There are sequences that appear in nature time and time again, ones that seem to define the very basis of our reality and coordinate how everything comes together. One of these numbers is the Fibonacci sequence, and it can be found in the most surprising of places. Fibonacci Day commemorates this sequence and the man who brought it to our attention in 1202.

History of Fibonacci Day
Who’s the man? That would be Leonardo of Pisa, known today as Fibonacci. He was not the first to think of it however, just the first to bring it to the European world and bring awareness to its importance in the furthering of science. The sequence itself first appeared in Indian Mathematics, known as Virahanka numbers, and was connected with Sanskrit prosody. The number sequence is also tied to the golden ratio and the golden triangle, both of which appear again and again in nature, as does the sequence itself.

Where might you ask? It is in the most fundamental of things, from the petals of the yellow chamomile, the complex and seemingly random branching of a trees limbs, and these are just a few. Look deeper and you’ll find them within the pine cone and the shape of an unfurling fern, and in a truly strange one, it describes the family tree of bees and is deeply important to apiarists as a result.
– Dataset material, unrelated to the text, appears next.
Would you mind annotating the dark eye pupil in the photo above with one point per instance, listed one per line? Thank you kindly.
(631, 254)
The sequence has also inspired songs, such as that by the illustrious Doctor Steel, simply called “Fibonacci Sequence”. It’s definitely worth taking the time to check out, and then listen to the rest of his stuff!

How to Celebrate Fibonacci Day
Celebrating Fibonacci Day is best done by studying and researching the Fibonacci sequence, and going out in nature and finding where it exists, which is everywhere! You can even look in your own home and yard and find places where the Fibonacci sequence structures the world around you. You can also take some time to research the great man himself, and all of those who have built off his work. There’s so much about the Fibonacci sequence that leads to fascinating discoveries and even just reading about it is a pure joy! So get out there on Fibonacci Day, listen to some great music, and learn a bit more about the world around you.